Le stade de Curitiba, au sud du Brésil, est toujours en travaux
Le stade de Curitiba, au sud du Brésil, est toujours en travaux © Maxppp / Hedeson Alves

Avant les matchs de football, ce sont les retards qui marquent ce Mondial à venir. Retard dans les travaux d'infrastructures, dans la construction des stades... Une situation qui fait honte à de nombreux Brésiliens, y compris au roi Pelé lui-même ! La légende du football local s'est indigné de cette situation. Le pays a pourtant eu sept ans pour se préparer... Mais le problème concerne la totalité des 12 villes-hôtes et plus encore Curitiba, au sud du pays. Généralement citée comme ville moderne modèle du Brésil, elle est devenue le vilain petit canard du Mondial…Sur la route qui mène de l’aéroport au centre de Curitiba, les pelleteuses s’activent, et la ville espère encore livrer à temps neuf des onze gros travaux promis pour le Mondial. Mais il reste du travail, et peu de patience chez les habitants. "Où que vous alliez dans Curitiba, vous tombez sur des travaux en retard !", enrage Michel.

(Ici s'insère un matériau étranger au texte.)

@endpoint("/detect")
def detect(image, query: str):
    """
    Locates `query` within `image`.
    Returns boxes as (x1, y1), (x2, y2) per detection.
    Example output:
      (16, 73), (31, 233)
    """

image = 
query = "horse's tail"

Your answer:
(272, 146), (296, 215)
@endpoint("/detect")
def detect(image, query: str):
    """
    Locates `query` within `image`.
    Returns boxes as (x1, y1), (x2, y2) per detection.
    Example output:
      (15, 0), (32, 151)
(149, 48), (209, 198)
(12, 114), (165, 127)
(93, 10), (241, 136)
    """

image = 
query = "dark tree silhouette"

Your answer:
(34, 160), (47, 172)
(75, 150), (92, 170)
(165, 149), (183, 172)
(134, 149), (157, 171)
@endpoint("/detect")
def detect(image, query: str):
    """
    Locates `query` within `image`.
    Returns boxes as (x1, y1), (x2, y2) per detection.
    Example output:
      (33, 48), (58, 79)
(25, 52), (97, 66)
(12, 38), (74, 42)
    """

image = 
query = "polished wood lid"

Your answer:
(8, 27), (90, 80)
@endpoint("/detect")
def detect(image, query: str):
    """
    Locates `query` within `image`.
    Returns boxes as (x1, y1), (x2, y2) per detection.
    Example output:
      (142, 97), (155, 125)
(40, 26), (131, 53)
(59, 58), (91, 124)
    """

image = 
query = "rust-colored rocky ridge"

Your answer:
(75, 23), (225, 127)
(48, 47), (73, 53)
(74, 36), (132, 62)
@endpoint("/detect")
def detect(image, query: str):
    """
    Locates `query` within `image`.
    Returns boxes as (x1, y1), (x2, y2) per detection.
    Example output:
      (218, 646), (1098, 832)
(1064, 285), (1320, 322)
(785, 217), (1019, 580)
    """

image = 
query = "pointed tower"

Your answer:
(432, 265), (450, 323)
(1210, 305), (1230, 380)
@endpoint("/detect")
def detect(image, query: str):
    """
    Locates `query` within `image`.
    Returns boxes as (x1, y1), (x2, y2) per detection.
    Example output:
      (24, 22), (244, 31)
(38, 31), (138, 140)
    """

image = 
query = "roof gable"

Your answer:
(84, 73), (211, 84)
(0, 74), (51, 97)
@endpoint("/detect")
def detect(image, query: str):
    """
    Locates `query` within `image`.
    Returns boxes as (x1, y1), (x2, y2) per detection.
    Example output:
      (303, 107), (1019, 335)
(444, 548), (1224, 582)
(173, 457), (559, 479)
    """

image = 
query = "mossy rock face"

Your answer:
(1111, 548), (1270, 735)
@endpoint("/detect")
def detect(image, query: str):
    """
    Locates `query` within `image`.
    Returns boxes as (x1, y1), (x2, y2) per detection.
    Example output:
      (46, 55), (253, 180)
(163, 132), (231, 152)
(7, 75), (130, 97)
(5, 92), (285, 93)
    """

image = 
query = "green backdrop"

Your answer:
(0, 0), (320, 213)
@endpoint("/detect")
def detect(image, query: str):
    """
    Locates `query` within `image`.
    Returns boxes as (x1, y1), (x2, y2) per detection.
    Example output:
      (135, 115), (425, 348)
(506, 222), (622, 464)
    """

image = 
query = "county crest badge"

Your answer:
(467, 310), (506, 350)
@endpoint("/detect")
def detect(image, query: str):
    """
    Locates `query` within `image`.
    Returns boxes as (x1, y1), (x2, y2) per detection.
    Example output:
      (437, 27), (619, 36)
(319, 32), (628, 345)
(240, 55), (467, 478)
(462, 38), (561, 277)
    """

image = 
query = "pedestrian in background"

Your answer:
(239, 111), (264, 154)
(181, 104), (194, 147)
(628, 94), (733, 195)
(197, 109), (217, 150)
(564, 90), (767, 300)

Des routes à refaire, des trottoirs, la signalisation, l’illumination, il y a de tout, partout, c’est un festival ! L’extension de l’aéroport ? Elle n’est pas prête. Le métro qu’on nous avait promis ? Il est encore dans les tiroirs ! Les améliorations des bus ? Rien n’a été fait ! La facture, elle, est arrivée, mais les bénéfices que devait apporter la Coupe à la population, on les attend encore !

Même si les retards concernent l’ensemble des villes hôtes, c’est ici, à Curitiba que la situation est la plus critique. Étiquetée ville la plus en retard, Curitiba a même failli être exclue du Mondial en janvier dernier. Mais au niveau national, ce n'est pas vraiment mieux.

La planification, pas dans la culture brésilienne

Avec ses trois niveaux de compétences (fédéral, étatique, municipal), le Brésil est l’une des bureaucraties les plus lourdes au monde. Tous ces retards viennent aussi d’une culture défaillante de planification selon Paulo Chiesa, architecte-urbaniste : En Europe, aux Etats Unis, et au Japon, cela prend parfois deux ans pour élaborer, planifier, en détails, les projets. Ici, c’est tout l’inverse : vous montez un projet très vite, de façon incomplète, et du coup, la réalisation est plus longue."

Conséquence: les coûts des travaux ont bondi : + 35% pour la mobilité urbaine, + 75% pour le stade. Ç’en est trop pour la population de Curitiba : pour la première fois, dans un récent sondage, une majorité s’est dite contre le mondial.